On November 28, 2017, Nikhil commented on How HMG makes an (olive) oil and water relationship work :

Great article, Carolina. I didn’t realize that some of these European regions are experiencing such dramatic droughts and water constraints. Similar to the what wine makers are considering, it could be important for HMG to consider different geographies they could potentially buy farms in to produce olive oil. Obviously, this would probably generate a different quality of oil, but it could be a potential short term solution to effectively meeting demand at prices consumers are willing to pay. This is especially true given that HMG has already begun choosing “olive species that are particularly resilient in extreme weather conditions”.

The drip irrigation process definitely seems like a helpful step. One thing I wonder is if it would also be helpful to cover the ground/dirt in which the trees are planted with some sort of material that reduces evaporation much allows water to pass through when it rains. This, along with the drip irrigation pipes, could further help combat the water shortage.

On November 28, 2017, Nikhil commented on Fighting Malthus’s Prediction in the New Millennium :

Adam – I enjoyed reading this article and was intrigued by the notion that “the long-run [effects of food aid] may have significant negative impacts on developing the local markets…” This reminds me of the adage that says if you give a man a fish he will eat for a day, but if you teach him how to fish, he will be able to earn for a lifetime. However, it’s important to think about the short term trade-offs in lives saved or slightly improved by utilizing the overproduction and waste of food we seen in more developed countries. Furthermore, a question that came to mind is should we be considering teaching affected individuals other skills than farming to mitigate the risk of reduced arable land on their financial well-being.

While I agree that attacking this problem is important, there will presumably be a challenge convincing the leaders of developing economies to think about more sustainable practices when the US and Europe was already greatly benefited from fossil fuel use without much push back until now.

On November 28, 2017, Nikhil commented on Udacity and the evolving supply chain for highly technical labor :

I enjoyed reading this article and am energized to see how the highly technical labor market will change in the next two years. This has the potential to more effectively help traditionally under-served populations gain education that will allow them to pursue better economic opportunity.

Additionally, I’m curious about how this will impact the traditional four year engineering degree program. There are instances, for example the chemical engineering program at the University of Michigan, where the curriculum is highly theoretical and therefore true application based learning happens via internships. Will these programs ultimately replace four year degrees in certain fields or be treated more as a supplemental education? The answer to that question will probably depend on how employers needs and perceptions changes overtime.

It will be exciting to see how this plays out. I was surprised to read that some Goose products could be listed as “sold out” online – this seems like a huge miss, but reveals how far they have to go in improving their supply chain’s responsiveness.

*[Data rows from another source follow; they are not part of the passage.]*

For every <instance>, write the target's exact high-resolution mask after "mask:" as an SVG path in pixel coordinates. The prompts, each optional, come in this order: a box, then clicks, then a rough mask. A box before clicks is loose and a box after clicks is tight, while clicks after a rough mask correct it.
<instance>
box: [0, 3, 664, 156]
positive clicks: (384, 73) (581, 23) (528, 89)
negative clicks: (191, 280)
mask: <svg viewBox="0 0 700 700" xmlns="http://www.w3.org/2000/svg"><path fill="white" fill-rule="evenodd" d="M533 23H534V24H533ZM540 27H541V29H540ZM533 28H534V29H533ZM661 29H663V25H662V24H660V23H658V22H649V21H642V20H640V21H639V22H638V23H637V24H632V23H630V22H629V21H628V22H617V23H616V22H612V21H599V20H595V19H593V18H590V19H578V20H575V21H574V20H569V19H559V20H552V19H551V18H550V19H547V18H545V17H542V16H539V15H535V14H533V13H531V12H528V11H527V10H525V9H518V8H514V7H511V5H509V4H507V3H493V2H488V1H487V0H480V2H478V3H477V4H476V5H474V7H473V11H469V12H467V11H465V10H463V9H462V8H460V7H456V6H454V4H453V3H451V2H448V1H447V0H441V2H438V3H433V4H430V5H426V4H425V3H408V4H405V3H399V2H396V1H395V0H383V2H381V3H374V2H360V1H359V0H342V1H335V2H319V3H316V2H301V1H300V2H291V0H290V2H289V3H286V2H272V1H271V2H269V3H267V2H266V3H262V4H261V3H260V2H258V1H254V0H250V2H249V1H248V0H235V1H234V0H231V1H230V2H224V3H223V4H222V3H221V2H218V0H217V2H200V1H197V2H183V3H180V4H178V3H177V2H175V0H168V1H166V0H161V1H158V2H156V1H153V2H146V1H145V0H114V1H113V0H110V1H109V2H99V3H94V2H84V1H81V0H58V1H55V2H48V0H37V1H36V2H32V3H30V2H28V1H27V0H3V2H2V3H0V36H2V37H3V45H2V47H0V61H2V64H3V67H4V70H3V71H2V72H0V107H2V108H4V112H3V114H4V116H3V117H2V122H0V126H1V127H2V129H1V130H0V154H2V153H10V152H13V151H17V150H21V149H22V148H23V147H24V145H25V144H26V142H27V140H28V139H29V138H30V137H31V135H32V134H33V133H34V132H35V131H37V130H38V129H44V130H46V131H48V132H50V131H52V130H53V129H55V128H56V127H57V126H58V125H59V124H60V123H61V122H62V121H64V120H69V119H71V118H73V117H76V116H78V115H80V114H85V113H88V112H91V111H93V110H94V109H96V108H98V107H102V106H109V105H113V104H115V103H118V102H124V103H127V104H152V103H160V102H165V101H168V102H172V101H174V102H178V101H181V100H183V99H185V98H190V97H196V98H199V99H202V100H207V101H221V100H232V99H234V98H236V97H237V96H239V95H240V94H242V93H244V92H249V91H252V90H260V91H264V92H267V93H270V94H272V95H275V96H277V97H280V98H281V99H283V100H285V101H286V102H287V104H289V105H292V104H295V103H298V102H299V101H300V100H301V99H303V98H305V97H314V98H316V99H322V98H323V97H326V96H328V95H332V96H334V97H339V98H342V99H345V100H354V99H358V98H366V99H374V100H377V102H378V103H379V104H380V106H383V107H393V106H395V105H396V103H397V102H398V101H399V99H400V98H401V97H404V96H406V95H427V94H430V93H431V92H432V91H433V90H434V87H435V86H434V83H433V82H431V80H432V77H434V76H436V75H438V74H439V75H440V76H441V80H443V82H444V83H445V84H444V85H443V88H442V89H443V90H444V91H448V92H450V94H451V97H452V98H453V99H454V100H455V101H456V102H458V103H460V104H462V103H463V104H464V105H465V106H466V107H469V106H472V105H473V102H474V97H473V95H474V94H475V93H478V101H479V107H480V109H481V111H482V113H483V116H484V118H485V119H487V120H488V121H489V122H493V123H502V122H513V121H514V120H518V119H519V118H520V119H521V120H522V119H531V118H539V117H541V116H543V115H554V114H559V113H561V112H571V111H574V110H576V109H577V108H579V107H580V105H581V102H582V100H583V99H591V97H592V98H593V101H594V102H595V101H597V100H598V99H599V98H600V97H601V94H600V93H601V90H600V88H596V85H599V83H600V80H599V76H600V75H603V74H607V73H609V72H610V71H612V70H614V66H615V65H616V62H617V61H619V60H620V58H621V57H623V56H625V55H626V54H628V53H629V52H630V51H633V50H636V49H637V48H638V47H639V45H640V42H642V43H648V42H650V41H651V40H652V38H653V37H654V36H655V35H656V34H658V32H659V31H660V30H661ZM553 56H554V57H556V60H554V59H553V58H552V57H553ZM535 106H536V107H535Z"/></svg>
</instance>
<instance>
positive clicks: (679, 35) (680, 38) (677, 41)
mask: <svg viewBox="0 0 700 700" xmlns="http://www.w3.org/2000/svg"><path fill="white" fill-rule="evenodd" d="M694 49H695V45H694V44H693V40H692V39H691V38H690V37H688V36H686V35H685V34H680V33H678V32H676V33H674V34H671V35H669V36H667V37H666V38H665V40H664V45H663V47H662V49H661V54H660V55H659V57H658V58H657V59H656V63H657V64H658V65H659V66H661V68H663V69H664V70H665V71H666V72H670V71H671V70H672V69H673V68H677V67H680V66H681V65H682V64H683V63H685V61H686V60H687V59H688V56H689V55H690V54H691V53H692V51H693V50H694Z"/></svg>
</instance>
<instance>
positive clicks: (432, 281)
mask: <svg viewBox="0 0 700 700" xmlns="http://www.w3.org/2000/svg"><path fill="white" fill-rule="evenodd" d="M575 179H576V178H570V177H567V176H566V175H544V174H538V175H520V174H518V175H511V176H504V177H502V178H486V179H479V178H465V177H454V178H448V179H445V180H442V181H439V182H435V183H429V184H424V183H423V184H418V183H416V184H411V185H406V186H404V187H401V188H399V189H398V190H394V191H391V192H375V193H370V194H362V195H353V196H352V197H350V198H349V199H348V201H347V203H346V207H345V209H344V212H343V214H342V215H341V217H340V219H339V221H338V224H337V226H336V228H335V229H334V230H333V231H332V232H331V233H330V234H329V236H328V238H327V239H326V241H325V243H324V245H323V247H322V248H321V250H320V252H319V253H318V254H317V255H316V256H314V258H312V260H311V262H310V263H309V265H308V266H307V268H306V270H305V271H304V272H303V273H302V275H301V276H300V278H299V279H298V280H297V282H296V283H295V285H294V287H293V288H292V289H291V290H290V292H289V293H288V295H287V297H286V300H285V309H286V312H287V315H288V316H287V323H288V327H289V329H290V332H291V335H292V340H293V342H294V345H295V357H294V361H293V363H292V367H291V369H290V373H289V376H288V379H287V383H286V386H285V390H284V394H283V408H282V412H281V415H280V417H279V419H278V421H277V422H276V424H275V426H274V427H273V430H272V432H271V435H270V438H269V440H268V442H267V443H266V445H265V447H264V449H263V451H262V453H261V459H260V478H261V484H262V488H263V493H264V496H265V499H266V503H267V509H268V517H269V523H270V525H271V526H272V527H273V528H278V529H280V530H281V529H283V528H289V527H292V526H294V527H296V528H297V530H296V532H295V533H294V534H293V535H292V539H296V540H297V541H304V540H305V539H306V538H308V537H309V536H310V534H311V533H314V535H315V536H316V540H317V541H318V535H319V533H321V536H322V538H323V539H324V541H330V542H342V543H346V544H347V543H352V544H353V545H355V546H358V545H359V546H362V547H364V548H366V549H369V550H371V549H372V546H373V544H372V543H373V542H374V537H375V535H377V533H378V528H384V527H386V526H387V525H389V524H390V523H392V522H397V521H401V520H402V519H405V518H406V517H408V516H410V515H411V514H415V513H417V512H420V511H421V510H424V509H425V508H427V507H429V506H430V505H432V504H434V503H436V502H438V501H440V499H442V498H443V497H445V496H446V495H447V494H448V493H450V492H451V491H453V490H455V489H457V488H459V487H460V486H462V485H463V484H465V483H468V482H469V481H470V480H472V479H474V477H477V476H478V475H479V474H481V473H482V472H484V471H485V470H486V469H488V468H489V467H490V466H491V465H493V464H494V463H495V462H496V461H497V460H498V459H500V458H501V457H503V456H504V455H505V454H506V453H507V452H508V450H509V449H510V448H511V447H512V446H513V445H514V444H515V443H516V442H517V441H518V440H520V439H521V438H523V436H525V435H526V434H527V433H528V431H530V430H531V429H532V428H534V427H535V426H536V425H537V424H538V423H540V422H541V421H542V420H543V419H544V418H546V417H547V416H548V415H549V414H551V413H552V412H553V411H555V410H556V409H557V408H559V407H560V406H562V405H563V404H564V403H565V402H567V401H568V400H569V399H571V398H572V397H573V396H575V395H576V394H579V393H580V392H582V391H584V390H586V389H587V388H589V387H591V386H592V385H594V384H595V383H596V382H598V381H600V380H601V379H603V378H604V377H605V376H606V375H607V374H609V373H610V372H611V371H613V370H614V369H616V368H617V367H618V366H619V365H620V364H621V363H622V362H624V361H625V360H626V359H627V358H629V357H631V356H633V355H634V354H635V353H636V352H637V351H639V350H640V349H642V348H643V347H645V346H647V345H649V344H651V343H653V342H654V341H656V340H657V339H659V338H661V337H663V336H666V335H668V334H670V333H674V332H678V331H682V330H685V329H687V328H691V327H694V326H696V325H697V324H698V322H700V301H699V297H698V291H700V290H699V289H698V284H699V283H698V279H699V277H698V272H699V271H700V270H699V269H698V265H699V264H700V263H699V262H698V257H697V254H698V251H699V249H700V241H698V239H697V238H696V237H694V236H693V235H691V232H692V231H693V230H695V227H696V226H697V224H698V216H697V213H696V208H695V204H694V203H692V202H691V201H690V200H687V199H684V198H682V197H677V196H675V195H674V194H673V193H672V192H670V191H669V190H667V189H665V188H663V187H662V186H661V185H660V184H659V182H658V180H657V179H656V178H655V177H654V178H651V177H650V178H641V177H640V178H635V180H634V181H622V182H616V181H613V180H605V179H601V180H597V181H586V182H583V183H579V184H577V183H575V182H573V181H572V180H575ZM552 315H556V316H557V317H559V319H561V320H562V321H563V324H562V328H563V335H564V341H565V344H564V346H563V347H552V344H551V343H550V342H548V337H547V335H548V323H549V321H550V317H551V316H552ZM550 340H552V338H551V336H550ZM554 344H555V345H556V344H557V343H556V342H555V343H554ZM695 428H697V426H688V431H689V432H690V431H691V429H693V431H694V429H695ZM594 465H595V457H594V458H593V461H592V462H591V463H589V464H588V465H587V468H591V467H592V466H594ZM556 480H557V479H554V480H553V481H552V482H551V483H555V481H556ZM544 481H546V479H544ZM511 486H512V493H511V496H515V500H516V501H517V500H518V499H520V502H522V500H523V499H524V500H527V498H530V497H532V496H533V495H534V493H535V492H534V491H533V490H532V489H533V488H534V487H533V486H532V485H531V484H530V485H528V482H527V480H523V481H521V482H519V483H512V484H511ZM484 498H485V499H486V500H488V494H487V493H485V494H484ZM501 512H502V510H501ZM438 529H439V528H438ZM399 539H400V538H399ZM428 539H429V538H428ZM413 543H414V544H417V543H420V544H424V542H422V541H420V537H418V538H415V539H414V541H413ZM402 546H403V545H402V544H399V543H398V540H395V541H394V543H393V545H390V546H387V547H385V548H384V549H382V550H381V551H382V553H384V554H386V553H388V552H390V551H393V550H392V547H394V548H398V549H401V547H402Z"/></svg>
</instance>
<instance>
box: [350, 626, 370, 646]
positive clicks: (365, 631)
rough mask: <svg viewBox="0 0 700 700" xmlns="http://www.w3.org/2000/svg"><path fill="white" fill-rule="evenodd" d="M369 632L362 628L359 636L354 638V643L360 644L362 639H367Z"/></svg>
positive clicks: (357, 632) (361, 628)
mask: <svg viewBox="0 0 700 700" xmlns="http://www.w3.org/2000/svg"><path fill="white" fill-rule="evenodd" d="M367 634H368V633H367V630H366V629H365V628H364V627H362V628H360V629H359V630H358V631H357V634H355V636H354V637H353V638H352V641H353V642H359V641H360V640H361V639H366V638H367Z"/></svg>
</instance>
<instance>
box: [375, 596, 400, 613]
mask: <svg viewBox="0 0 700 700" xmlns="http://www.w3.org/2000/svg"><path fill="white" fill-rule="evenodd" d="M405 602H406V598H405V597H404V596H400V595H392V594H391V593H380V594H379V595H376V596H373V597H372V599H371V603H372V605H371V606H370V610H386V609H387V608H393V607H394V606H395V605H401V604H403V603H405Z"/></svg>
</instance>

A potential idea to consider is introducing mini-Canada Goose guide shops similar to what Bonobos or Warby Parker does. The goal would be to allow potential customers come into a shop (could even be a dedicated section of a retail store where Goose is sold) to try on different SKUs and then place an order via their phone or digitally via a dedicated employee. This would reduce the need for Goose to hold the inventory at the store and the customer could expect to receive their jacket in 2-4 days. Additionally, this would help Goose centralize it’s manufacturing and more effectively optimize it’s supply chain.